<ロンドン五輪アジア最終予選:日本2-1韓国>◇第2戦◇3日◇中国・済南オリンピック・スポーツセンター

 初戦タイ戦で先制ゴールを奪ったなでしこジャパンMF川澄奈穂美(25=INAC)が、この日も華麗&泥臭いプレーで魅了した。1-1の前半ロスタイム、左サイドから切れ込んだMF沢のパスにタイミングを合わすことができなかったが、そこから粘った。倒れ込みながら相手DFを3人引きつけ、MF大野へラストパス。貴重な決勝点をアシストした。
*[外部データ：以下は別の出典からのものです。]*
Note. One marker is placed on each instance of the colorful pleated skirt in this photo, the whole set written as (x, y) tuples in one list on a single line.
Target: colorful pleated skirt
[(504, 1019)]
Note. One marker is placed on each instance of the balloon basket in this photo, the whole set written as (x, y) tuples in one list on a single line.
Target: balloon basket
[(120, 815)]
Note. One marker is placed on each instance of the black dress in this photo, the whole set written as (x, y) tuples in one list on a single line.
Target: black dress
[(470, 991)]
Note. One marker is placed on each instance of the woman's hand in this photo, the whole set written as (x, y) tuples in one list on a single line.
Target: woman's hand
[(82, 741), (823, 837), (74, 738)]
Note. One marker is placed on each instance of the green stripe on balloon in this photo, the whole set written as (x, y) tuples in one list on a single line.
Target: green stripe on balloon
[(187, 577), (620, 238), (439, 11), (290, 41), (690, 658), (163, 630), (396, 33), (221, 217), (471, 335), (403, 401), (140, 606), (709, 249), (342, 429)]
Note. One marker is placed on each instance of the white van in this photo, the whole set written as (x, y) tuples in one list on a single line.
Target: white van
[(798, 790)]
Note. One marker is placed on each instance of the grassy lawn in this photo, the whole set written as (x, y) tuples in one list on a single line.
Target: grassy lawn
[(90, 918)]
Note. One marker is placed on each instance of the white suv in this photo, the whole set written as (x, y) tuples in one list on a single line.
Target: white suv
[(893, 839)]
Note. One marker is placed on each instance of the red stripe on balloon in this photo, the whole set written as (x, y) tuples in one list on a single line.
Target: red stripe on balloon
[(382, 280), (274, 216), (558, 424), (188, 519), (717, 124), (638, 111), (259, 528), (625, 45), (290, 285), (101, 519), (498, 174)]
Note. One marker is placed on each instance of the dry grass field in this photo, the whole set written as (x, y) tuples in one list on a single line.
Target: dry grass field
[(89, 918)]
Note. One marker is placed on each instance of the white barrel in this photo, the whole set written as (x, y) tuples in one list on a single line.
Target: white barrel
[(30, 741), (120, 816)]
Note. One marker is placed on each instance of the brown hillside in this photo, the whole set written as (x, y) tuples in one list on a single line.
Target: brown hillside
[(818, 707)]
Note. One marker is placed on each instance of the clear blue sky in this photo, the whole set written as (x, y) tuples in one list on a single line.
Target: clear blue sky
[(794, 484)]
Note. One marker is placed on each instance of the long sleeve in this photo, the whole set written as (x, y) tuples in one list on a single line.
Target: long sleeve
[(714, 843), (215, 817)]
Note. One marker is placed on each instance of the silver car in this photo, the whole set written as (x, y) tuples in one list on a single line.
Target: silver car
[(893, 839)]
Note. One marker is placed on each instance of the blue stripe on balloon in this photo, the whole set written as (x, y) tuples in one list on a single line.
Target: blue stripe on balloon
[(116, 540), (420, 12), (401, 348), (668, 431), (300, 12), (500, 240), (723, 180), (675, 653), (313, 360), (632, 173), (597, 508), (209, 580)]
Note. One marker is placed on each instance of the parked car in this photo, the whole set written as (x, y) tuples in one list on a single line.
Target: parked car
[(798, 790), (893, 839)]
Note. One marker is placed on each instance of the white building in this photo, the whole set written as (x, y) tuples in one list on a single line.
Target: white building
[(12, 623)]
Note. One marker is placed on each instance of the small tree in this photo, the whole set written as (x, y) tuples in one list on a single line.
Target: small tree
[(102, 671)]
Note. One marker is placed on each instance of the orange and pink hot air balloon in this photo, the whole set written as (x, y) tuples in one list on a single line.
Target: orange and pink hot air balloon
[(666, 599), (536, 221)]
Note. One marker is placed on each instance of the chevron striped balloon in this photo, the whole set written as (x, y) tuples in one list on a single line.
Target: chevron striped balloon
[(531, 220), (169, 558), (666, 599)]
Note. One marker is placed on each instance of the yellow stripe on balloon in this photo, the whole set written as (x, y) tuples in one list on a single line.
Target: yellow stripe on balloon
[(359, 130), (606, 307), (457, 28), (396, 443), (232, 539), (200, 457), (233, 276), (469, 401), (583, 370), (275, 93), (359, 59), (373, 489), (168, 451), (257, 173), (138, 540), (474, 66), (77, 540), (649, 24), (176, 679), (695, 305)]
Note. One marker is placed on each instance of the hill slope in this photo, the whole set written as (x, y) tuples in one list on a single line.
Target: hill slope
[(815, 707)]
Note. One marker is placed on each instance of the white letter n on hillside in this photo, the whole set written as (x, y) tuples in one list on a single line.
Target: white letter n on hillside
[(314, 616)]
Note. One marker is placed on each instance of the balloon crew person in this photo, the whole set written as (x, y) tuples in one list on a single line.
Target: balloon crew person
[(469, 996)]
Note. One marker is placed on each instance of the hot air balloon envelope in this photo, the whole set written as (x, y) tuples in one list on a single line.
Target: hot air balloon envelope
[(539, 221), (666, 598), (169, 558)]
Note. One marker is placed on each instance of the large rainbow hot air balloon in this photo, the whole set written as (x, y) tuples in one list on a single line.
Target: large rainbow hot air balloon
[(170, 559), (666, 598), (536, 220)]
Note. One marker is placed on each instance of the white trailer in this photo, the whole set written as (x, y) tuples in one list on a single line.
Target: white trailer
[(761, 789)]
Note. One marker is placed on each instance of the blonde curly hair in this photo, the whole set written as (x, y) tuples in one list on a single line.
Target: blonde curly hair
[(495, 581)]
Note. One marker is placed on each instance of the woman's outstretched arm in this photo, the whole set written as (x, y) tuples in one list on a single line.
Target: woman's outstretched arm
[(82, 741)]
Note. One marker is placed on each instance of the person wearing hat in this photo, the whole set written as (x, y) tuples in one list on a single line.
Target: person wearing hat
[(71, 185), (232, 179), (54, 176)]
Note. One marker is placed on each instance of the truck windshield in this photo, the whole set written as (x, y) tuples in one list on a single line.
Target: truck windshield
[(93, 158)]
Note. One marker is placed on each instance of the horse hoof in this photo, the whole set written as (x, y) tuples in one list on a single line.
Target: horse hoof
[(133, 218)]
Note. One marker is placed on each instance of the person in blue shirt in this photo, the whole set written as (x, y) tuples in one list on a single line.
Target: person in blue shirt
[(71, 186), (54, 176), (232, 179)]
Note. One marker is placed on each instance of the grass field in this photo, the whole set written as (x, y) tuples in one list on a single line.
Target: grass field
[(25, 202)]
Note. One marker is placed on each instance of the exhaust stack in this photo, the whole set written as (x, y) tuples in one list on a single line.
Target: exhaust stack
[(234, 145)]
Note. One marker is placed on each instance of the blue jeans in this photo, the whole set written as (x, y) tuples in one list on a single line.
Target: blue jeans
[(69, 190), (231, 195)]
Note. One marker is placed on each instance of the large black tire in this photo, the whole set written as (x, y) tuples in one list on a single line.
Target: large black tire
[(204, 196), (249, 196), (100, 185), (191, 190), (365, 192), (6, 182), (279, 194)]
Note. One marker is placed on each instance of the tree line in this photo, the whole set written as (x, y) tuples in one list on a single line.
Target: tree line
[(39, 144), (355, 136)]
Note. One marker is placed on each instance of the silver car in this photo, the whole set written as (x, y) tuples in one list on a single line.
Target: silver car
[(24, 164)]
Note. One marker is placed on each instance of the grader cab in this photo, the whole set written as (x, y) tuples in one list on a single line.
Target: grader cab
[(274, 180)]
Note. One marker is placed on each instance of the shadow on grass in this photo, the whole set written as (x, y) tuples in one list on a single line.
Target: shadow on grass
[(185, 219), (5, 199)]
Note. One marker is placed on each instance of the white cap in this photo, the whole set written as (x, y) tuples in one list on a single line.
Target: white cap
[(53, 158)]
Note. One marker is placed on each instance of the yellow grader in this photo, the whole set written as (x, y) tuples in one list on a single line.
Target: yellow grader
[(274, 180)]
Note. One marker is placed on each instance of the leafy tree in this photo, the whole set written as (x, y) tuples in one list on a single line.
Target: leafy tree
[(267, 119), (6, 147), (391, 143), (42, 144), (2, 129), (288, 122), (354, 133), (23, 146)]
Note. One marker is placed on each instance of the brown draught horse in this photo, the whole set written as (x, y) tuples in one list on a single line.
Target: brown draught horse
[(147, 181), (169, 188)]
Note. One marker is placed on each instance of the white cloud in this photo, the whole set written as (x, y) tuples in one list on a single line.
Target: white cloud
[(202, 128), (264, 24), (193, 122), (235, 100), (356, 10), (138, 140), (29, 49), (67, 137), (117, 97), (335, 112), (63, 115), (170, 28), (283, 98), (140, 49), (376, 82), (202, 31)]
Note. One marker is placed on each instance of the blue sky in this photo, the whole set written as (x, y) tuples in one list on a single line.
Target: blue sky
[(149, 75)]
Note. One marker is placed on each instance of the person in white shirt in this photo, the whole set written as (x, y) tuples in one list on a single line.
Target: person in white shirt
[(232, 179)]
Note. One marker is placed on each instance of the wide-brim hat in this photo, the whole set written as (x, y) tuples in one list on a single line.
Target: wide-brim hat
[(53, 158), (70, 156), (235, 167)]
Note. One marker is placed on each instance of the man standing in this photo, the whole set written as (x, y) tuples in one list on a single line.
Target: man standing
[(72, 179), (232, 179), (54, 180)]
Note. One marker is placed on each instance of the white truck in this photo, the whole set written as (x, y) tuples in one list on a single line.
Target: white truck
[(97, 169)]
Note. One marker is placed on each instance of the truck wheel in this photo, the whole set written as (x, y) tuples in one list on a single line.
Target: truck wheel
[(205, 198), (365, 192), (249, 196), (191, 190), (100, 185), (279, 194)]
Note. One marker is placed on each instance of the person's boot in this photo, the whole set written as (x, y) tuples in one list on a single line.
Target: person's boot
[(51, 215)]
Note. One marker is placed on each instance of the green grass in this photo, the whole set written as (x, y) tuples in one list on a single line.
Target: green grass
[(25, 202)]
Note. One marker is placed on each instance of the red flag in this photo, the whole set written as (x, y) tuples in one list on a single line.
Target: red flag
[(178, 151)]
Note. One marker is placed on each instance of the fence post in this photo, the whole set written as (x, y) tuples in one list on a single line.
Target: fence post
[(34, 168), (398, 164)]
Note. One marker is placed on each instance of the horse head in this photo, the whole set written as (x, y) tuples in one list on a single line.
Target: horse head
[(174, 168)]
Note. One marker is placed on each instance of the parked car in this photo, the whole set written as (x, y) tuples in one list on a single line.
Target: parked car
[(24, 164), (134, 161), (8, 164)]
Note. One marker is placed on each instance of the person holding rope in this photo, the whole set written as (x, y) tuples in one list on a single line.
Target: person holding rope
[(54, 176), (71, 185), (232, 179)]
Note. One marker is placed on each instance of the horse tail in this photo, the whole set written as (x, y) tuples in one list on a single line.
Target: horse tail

前半10分には相手DFを引き付けながら、FW安藤への鮮やかなヒールパスも披露した。

 中学、高校の6年間、練習を1日も休まなかった。大和シルフィードの佐藤浩二監督は「1度、具合が悪いと言っていたが、グラウンド脇で嘔吐(おうと)しながらやっていた。頑張り屋だった」と振り返る。この日も劣勢の中で最後まで走り抜けた。笑顔が映える美しさの裏には、たくましい根性がある。

 試合前には同じ宿舎のINACの同僚、韓国FWチ・ソヨンに「右サイドバックで出る」と告げた。堪能な韓国語をまじえながら“陽動作戦”も行ったが、しっかりと本職で相手を脅かした。初戦のヒロインは一転、韓国戦ではサポート役として献身。「疲れは全然大丈夫。自分もDFラインの裏に飛び出したい」。ヒロインはまたしても勝利のスマイルを浮かべていた。